Clinically, seizures are divided into those with generalized onset and those with partial (focal or localization related) onset. Generalized seizures usually involve the entire cerebral cortex, and consciousness is lost. In generalized tonic-clonic seizures, the child falls to the ground unresponsive, the eyes deviate, the muscles contract, and there may be incontinence of urine or stool. The body then begins to shake rhythmically in the clonic phase. After the seizure, there is a postictal period of decreased responsiveness; occasionally, there may be weakness or paralysis of an area of the body (Todd’s paralysis). Absence seizures are a type of generalized seizure characterized by brief loss of consciousness, typically without loss of posture or tone and no postictal period. Simple partial seizures typically present with focal motor signs, although sensory, autonomic, and psychic phenomena are possible. Unlike generalized seizures, consciousness is typically not impaired in partial seizures.
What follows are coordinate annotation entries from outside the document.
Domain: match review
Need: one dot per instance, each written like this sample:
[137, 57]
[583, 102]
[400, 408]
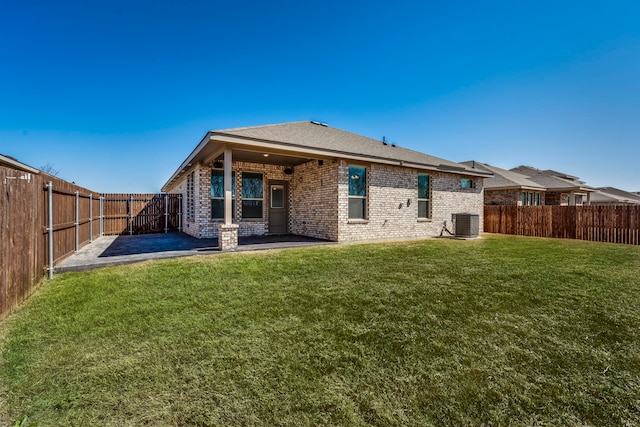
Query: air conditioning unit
[466, 224]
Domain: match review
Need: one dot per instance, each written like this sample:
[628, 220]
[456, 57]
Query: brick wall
[314, 200]
[392, 204]
[318, 202]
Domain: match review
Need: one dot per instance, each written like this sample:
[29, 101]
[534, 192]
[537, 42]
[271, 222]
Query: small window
[357, 192]
[217, 194]
[191, 214]
[252, 195]
[424, 196]
[277, 196]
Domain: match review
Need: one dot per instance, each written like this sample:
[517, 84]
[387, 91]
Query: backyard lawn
[503, 330]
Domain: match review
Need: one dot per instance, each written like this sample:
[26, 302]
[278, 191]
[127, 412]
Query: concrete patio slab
[118, 250]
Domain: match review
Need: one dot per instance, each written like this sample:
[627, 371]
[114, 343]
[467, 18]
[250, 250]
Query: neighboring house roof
[553, 180]
[504, 179]
[614, 196]
[15, 164]
[308, 140]
[531, 171]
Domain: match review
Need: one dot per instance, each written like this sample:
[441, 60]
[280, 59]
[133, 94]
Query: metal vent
[466, 224]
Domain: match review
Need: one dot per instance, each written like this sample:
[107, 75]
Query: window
[357, 192]
[217, 194]
[277, 196]
[252, 195]
[191, 215]
[424, 207]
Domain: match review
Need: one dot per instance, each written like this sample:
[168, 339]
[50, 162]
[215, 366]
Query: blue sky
[116, 94]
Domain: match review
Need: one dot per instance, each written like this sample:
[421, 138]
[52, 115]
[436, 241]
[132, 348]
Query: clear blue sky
[115, 94]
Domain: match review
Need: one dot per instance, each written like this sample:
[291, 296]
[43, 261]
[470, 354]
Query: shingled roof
[309, 134]
[504, 179]
[318, 140]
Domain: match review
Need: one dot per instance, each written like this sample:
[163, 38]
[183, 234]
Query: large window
[357, 192]
[252, 195]
[217, 194]
[424, 197]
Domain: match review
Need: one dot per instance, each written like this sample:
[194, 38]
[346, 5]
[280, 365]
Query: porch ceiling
[264, 156]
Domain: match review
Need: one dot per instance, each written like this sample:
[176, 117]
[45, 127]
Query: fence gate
[141, 213]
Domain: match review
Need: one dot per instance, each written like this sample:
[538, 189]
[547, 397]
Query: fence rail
[44, 219]
[611, 224]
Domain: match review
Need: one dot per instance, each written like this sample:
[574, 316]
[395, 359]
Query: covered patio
[109, 251]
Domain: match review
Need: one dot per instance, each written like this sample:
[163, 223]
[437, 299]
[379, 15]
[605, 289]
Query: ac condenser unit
[466, 224]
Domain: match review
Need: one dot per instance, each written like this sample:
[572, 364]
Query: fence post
[166, 213]
[101, 216]
[180, 212]
[77, 193]
[130, 215]
[50, 228]
[90, 217]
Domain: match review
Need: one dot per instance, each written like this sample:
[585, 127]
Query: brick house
[309, 179]
[508, 187]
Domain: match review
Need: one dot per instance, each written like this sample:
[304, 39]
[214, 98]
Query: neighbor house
[507, 187]
[309, 179]
[561, 188]
[614, 196]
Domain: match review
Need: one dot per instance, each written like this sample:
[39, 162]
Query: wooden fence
[141, 213]
[41, 224]
[611, 224]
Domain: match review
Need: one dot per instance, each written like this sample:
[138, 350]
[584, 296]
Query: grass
[500, 331]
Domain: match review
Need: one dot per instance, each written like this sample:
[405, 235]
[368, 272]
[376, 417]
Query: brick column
[228, 237]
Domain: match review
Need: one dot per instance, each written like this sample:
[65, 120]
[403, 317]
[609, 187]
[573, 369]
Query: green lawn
[499, 331]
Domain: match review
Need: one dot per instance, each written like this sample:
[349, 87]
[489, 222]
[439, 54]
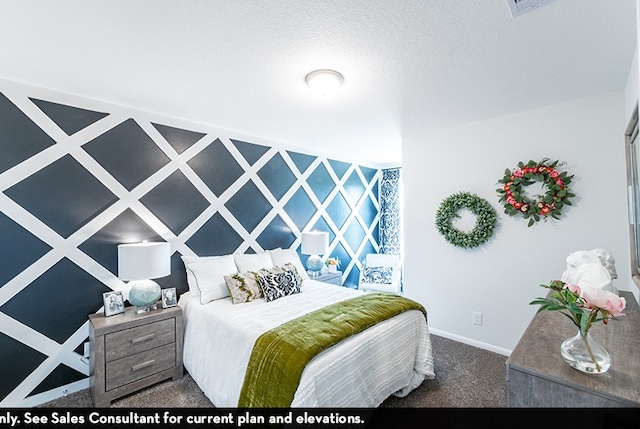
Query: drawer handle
[141, 339]
[143, 365]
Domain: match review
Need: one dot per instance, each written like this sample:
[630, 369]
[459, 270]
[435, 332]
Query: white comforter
[393, 357]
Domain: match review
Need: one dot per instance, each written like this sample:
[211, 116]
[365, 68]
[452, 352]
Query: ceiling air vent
[520, 7]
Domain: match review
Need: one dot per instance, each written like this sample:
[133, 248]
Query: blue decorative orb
[143, 293]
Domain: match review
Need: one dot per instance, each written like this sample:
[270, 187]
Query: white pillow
[282, 256]
[208, 273]
[252, 261]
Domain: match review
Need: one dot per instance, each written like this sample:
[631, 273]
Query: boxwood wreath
[557, 193]
[485, 219]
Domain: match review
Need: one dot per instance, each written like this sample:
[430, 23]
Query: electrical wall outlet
[477, 318]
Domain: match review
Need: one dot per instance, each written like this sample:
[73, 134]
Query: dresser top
[538, 352]
[104, 325]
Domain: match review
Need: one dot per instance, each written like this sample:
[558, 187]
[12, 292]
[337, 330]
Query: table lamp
[139, 263]
[314, 243]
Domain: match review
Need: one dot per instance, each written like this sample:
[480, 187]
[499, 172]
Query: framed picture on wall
[169, 298]
[113, 303]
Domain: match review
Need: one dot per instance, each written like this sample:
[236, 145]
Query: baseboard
[471, 342]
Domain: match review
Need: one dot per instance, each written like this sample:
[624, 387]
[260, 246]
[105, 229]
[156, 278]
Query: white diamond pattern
[64, 354]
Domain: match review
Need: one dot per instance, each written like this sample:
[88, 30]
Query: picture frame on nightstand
[113, 303]
[169, 297]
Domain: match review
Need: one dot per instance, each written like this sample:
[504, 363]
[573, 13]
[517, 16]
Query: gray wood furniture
[131, 351]
[327, 277]
[537, 376]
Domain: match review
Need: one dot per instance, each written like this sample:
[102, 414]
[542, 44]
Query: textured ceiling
[240, 64]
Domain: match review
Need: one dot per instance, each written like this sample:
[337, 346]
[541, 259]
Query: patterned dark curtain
[390, 212]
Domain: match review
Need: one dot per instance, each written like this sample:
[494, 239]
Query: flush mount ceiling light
[324, 82]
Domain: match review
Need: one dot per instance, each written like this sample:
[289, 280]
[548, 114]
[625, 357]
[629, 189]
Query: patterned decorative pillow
[278, 285]
[378, 275]
[243, 287]
[286, 267]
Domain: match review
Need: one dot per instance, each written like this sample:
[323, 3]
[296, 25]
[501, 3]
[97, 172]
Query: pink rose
[608, 301]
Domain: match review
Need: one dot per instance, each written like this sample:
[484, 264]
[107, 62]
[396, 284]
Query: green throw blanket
[280, 355]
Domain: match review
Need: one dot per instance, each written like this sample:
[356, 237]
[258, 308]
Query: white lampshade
[324, 82]
[315, 242]
[142, 261]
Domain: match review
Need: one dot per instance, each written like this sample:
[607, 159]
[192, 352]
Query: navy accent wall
[78, 177]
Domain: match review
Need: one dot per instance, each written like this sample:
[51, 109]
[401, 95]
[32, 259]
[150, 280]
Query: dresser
[130, 351]
[537, 376]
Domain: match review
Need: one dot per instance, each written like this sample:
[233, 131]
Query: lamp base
[314, 265]
[145, 308]
[144, 295]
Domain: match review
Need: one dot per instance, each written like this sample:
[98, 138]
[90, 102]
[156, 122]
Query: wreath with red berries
[549, 204]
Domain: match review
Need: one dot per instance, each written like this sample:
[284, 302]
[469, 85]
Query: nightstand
[327, 277]
[131, 351]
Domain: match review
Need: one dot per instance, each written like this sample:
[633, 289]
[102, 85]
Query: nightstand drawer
[135, 367]
[135, 340]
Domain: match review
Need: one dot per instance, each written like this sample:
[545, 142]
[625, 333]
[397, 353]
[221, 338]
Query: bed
[392, 357]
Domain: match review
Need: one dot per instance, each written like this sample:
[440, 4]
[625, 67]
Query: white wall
[500, 278]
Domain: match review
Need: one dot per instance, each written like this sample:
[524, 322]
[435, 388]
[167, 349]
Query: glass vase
[585, 354]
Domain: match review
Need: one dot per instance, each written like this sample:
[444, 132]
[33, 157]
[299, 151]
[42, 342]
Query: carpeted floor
[466, 377]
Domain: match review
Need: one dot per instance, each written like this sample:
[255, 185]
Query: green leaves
[514, 198]
[569, 304]
[486, 218]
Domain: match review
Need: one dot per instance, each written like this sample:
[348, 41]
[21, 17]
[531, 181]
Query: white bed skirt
[392, 357]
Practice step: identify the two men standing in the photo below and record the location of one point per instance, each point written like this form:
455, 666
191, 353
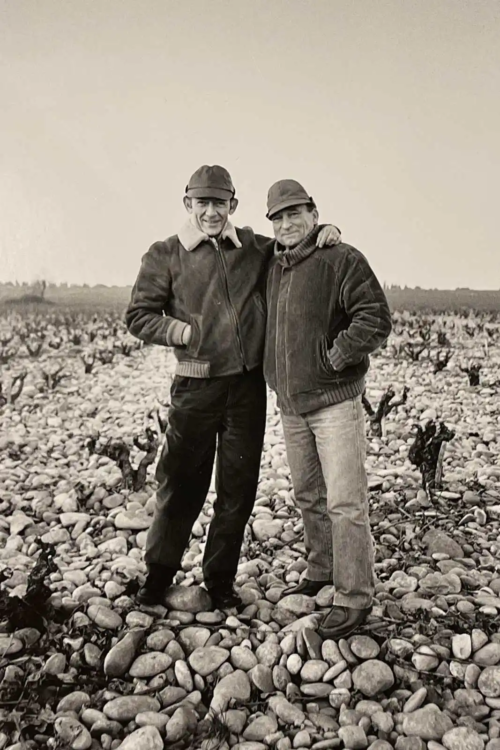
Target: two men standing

Other than seizure type, the physical examination in a child in SE should focus on eliciting the cause of the seizure. Fever may be a sign of infection. Meningismus and a toxic appearance can be suggestive of meningitis. A toxidrome may lead the clinician to look for potential toxic ingestions (see Chapter 9). Significant hypertension implies hypertensive encephalopathy. Although a complete neurologic examination is difficult in a seizing patient, focal neurologic signs can suggest intracranial or spinal lesions. The entire body should be examined for signs of trauma. Dysmorphic features may be associated with nervous system abnormalities.